A noi di Appunti di Degustazione ovviamente piace parlare dei “fratelli minori”, dei vini spesso lontani dalla ribalta ed ecco spuntare tra i banchi d’assaggio il meno blasonato ma ugualmente espressivo Magliocco, da un cui cru nasce il Basileus 2010 di Poderi Marini, un rosso dal naso speziato e pulito.

Al palato è altrettanto pulito e netta è la percezione di confettura e ribes, la nota erbacea e infine inchiostro. Bocca di gran nerbo.
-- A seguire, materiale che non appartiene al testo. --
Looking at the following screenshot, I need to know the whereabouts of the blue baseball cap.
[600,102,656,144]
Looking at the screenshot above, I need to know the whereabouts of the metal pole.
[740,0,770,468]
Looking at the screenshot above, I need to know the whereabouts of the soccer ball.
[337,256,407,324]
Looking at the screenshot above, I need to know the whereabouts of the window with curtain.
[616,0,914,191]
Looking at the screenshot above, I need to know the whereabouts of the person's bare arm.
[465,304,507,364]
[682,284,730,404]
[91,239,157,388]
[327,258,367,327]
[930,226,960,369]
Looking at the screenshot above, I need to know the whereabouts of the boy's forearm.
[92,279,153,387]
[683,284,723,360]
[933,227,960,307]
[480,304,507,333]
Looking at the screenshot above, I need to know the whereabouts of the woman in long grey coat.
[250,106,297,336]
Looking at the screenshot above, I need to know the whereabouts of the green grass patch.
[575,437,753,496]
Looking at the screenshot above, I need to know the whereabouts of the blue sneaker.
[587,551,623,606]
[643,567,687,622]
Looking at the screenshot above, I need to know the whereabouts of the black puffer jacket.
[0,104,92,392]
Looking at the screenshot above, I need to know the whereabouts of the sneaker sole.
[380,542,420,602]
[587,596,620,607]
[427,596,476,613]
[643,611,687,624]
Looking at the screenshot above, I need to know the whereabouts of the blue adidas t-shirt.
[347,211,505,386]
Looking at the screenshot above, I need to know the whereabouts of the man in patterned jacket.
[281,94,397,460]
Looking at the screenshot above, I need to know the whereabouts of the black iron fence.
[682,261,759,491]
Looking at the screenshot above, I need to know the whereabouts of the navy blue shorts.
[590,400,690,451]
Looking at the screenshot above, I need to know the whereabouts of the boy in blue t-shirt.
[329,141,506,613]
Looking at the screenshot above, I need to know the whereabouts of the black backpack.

Il tannino, addomesticato e per nulla aggressivo, duetta alla perfezione con la spiccata acidità.

Chiusura da standing ovation per l’Antica Cascina dei Conti di Roero con il suo Spumante Brut San Giovanni millesimato 2010, 80% Arneis e 20% nebbiolo, 50 mesi sui lieviti.

Questa sorprendente bollicina piemontese ci è stata spiegata in maniera egregiamente chiara e didattica dal signor Luigi, titolare dell’azienda.

I terreni calcarei contribuiscono alla sapidità dei vini, quelli argillosi donano invece struttura. L’arneis è vitigno noto per la sua vena acida e le viti aziendali di arneis crescono su terreni calcarei tipici della rive gauche del Tanaro.

Ecco perché la giusta acidità di questo spumante e la sua vivace sapidità hanno trovato nel nebbiolo quella completezza di profumi e quella struttura che rendono questo spumante completo. I sentori spaziano dalla crosta di pane alla pesca bianca, dalla mela Smith al miele di acacia.